Write `predict()`, `compute_mse()`, `compute_gradients()`, which perform neccessary operations for gradient descent.


In [None]:
def predict(X: np.ndarray, w: np.ndarray, b: float) -> np.ndarray:
    """
    Compute predictions for linear regression.

    Args:
        X: Feature matrix of shape (n_samples, n_features)
        w: Weight vector of shape (n_features,)
        b: Bias scalar

    Returns:
        Predictions of shape (n_samples,)
    """
    return X @ w + b

In [None]:
def compute_mse(y_true: np.ndarray, y_pred: np.ndarray) -> float:
    """
    Compute Mean Squared Error.

    Args:
        y_true: Actual target values
        y_pred: Predicted values

    Returns:
        MSE loss value
    """
    residual_squares = (y_pred - y_true) ** 2
    sum_errors = np.sum(residual_squares)
    mean = np.mean(sum_errors)
    return mean

In [None]:
def compute_gradients(X: np.ndarray, y: np.ndarray, y_pred: np.ndarray) -> tuple:
    """
    Compute gradients for weights and bias.

    Args:
        X: Feature matrix of shape (n_samples, n_features)
        y: True target values
        y_pred: Predicted values

    Returns:
        Tuple of (gradient_w, gradient_b)
    """
    n = len(X)
    grad_w = (2 / n) * ((y_pred - y) @ X)
    grad_b = (2 / n) * np.sum((y_pred - y))
    return grad_w, grad_b

### Compute first gradient


In [9]:
X.shape, w.shape, b.shape  # Should be ((1000, 3), (3,), (1,))
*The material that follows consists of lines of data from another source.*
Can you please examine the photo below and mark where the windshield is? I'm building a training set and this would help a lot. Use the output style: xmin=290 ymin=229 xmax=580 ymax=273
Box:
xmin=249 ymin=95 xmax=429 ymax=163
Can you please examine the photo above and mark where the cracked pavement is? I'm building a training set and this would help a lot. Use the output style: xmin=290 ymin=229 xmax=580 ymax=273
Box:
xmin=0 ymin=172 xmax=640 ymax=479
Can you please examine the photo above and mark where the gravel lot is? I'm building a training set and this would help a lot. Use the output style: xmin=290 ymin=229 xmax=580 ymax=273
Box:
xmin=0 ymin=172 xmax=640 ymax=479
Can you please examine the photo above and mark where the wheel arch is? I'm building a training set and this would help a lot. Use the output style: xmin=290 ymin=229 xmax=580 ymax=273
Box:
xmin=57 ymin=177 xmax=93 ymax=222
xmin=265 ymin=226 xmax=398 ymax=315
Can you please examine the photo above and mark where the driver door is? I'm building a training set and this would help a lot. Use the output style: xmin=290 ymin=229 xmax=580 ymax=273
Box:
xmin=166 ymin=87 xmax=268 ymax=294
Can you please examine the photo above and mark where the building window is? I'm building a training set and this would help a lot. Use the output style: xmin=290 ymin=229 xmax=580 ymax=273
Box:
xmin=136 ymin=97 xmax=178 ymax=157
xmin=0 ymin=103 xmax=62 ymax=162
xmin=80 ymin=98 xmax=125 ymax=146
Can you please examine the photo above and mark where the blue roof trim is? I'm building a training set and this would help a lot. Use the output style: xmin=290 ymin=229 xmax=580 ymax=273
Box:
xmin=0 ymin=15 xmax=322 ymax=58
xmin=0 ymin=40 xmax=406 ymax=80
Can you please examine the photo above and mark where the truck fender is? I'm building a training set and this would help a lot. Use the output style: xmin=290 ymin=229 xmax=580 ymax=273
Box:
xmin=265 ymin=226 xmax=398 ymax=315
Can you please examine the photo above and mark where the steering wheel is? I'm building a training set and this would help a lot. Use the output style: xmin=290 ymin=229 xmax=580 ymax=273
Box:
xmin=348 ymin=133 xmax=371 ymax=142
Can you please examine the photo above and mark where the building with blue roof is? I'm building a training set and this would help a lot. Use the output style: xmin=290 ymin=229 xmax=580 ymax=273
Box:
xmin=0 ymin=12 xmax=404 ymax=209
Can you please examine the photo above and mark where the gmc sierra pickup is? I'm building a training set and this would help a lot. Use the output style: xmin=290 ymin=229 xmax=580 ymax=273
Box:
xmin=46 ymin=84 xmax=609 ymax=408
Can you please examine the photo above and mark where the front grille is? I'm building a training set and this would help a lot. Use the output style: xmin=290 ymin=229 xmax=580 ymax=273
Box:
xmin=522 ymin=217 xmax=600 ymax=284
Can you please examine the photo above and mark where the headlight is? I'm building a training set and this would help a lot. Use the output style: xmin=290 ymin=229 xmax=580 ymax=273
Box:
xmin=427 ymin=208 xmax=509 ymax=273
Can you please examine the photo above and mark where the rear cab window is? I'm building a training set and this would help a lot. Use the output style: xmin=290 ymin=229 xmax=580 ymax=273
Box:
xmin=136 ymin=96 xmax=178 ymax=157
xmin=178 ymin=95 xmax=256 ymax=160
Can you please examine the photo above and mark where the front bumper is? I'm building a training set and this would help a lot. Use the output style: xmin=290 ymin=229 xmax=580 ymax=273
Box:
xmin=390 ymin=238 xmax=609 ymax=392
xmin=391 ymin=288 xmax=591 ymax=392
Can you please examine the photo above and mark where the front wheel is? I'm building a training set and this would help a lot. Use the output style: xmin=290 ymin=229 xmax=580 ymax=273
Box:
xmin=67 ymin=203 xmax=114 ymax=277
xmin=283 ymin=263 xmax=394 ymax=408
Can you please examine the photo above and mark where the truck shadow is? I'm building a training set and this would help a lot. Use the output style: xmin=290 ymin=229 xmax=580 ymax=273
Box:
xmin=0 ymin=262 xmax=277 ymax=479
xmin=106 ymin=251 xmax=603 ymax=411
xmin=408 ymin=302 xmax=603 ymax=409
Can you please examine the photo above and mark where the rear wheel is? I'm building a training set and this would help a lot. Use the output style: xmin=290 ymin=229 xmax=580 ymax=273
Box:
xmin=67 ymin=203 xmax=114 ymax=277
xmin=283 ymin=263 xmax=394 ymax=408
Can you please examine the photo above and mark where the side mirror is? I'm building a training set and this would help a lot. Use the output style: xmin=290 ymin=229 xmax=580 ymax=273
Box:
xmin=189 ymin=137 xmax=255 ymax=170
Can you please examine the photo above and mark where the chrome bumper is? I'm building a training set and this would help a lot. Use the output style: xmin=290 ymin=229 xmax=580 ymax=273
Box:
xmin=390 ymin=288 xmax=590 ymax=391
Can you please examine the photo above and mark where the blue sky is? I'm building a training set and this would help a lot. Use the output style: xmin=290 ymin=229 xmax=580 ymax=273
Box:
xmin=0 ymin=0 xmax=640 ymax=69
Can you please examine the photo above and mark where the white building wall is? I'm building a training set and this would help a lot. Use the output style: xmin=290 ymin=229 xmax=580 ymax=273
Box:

NameError: name 'w' is not defined

In [None]:
y_pred = predict(X, w, b)  # Initial predictions
# Should print gradients (grad_w, grad_b)
print(compute_gradients(X, y, y_pred))

Can you observe what happen?


### 4.2 Training Loop


In [None]:
def train_linear_regression(
    X: np.ndarray,
    y: np.ndarray,
    learning_rate: float = 0.01,
    n_iterations: int = 1000,
    verbose: bool = True,
    log_every_n_step=25,
) -> tuple:
    """
    Train linear regression using gradient descent.

    Args:
        X: Feature matrix of shape (n_samples, n_features)
        y: Target values of shape (n_samples,)
        learning_rate: Step size for gradient descent
        n_iterations: Number of training iterations
        verbose: Whether to print progress
        log_every_n_step: Number of steps to log the result

    Returns:
        Tuple of (final_weights, final_bias, loss_history)
    """
    n_samples, n_features = X.shape

    # Initialize parameters randomly
    w = np.random.randn(n_features) * 0.01
    b = 0.0

    loss_history = []

    for i in range(n_iterations):
        # Your code here
        pass

        if verbose and (i % log_every_n_step == 0 or i == n_iterations - 1):
            print(f"Iteration {i:4d} | Loss: {loss:.6f}")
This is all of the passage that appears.